La défense du territoire est la défense de la vie humaine.
« Les êtres humains dépendent de l’environnement dans lequel ils vivent. Un environnement sécuritaire, propre, sain et durable est essentiel pour la pleine jouissance d’une vaste gamme de droits humains; parmi eux, les droits à la vie, à la santé, à l’alimentation, à l’eau et à la salubrité. Sans un environnement sain, nous ne pouvons réaliser nos aspirations, ni même vivre à un niveau conforme aux conditions minimales de dignité humaine. En même temps, la protection des droits humains contribue à protéger l’environnement ».
Le combat pour la vie dans la dignité, en harmonie avec l’écologie, est un scénario qui va à l’encontre du capitalisme et du patriarcat.
Selon Yira, « ce sont nous, les femmes, qui historiquement avons résisté dans les campagnes et dans les villes, parce que justement, quand il y a une plus grande violence, ce sont les hommes qui en sont les premiers acteurs.

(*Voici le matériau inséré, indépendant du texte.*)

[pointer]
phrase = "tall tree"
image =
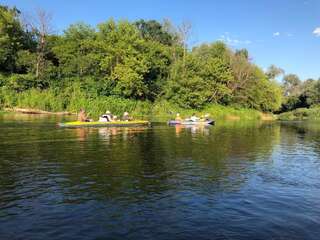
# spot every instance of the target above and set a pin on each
(11, 38)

Ce sont nous les femmes qui résistons et qui élaborons des propositions et des articulations dans le feu de la nécessité ».
Yiro Urzola est une femme comme des centaines de milliers, capable de fonder et recréer de nouveaux espaces plus solidaires en créant des sororités. Elle nous invite avec sa voix ferme :
« Nous, comme cette femme nouvelle, appelées à ne pas demeurer dans le souvenir de ce que nous avons été au cours de l’histoire ».

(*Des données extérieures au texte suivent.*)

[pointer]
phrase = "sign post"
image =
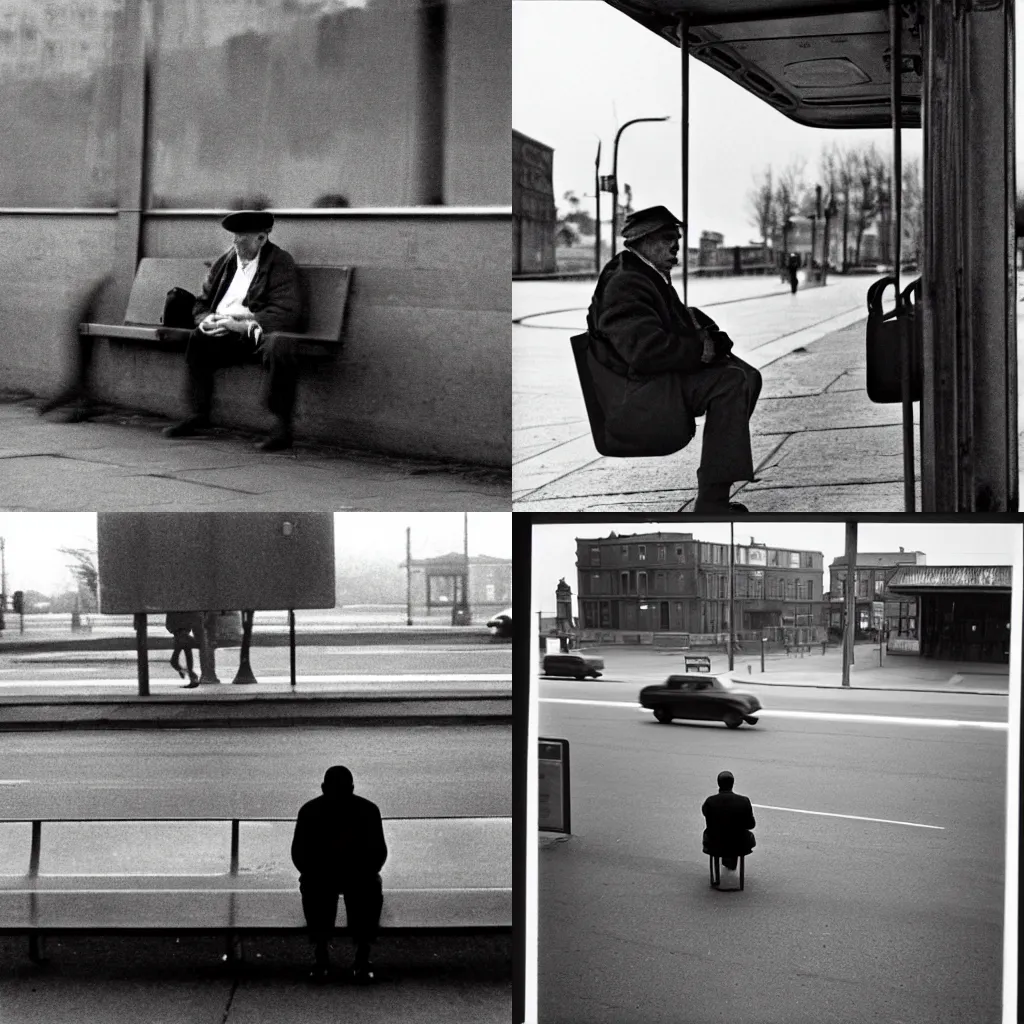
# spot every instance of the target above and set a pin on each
(553, 791)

Sinon tout le contraire : des femmes qui génèrent des initiatives organiques, idéologiques et avant tout humaines. Des femmes tisserandes.
Traduction par Andrée Boudreau
Photo : Nous espérons que toutes les femmes se joignent aux processus organisationnels pour construire un pays meilleur. Viotá, Cundinamarca. Mars 2018. Photographie par Camilo Raigozo
Notes
[1] Instituto Colombiano de Bienestar Familiar (2009). Tejiendo vínculos, Tejiendo sueños, Tejiendo vida desde la primera infancia. Promoción de la resiliencia familiar. Manual de agentes educativos.

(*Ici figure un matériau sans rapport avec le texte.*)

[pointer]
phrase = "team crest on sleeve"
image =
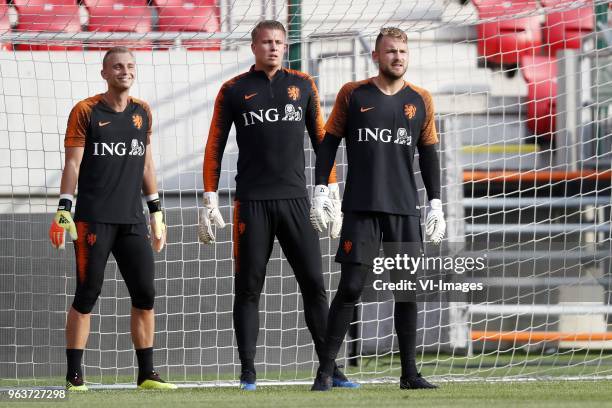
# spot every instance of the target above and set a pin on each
(293, 92)
(137, 121)
(402, 137)
(409, 110)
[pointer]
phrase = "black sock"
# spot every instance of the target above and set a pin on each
(405, 327)
(145, 363)
(409, 369)
(352, 281)
(73, 359)
(327, 366)
(247, 364)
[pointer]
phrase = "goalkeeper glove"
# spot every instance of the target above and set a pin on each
(156, 217)
(335, 225)
(62, 222)
(435, 226)
(210, 215)
(322, 208)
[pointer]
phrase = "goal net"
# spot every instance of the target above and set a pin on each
(522, 94)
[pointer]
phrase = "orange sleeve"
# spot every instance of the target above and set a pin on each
(78, 123)
(429, 135)
(147, 109)
(315, 124)
(217, 139)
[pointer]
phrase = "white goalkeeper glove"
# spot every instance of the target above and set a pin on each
(435, 226)
(156, 218)
(61, 223)
(321, 209)
(210, 215)
(335, 226)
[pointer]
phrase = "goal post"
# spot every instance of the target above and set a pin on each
(545, 224)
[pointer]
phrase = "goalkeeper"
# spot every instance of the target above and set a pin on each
(270, 106)
(108, 152)
(382, 119)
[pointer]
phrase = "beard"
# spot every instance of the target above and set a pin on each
(388, 73)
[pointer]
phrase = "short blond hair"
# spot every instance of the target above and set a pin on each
(267, 24)
(392, 32)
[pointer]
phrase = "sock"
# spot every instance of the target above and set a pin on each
(73, 359)
(327, 366)
(247, 364)
(145, 363)
(409, 369)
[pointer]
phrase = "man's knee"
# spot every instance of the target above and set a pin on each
(144, 298)
(85, 300)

[2] Comité Permanente por la Defensa de los Derechos Humanos (2016). Déclaration écrite, 32e session du Conseil des droits humains des Nations unies, Genève, du 13 juin au 1er juillet, thème 3 de l’ordre du jour, en ligne : http://www.aipazcomun.org/wp-content/uploads/2016/06/CPDDH-Decl-escrit-El-Impacto-de-las-Transnacionales-y-Multinacionales-en-Colombia-sobre-el-MAmbiente-y-DDHH-juni-20161.pdf
[3] Ibid.
[4] Ibid.
[5] Rapporteur Spécial sur les droits humains et l’environnement, John Knox, en ligne : http://www.ohchr.org/SP/Issues/Environment/SREnvironment/Pages/SRenvironmentIndex.aspx
Jessica Ramos G.
Née en 1989 à Bogota en Colombie, Jessica Ramos G. a obtenu un diplôme en sciences sociales à l’Université pédagogique nationale de Colombie et une maîtrise en histoire et philosophie. Elle est militante au sein du Parti communiste colombien. Quelques-uns de ses textes ayant été publiés : la monographie La memoria social y la historia reciente como clave para la reivindicación política de la Unión Patriótica (2013), l’article du même nom dans la revue Páginas de nuestra América (2013) et « No cambiaremos el fusil por una cacerola » (2016) dans le journal Voz la verdad del pueblo.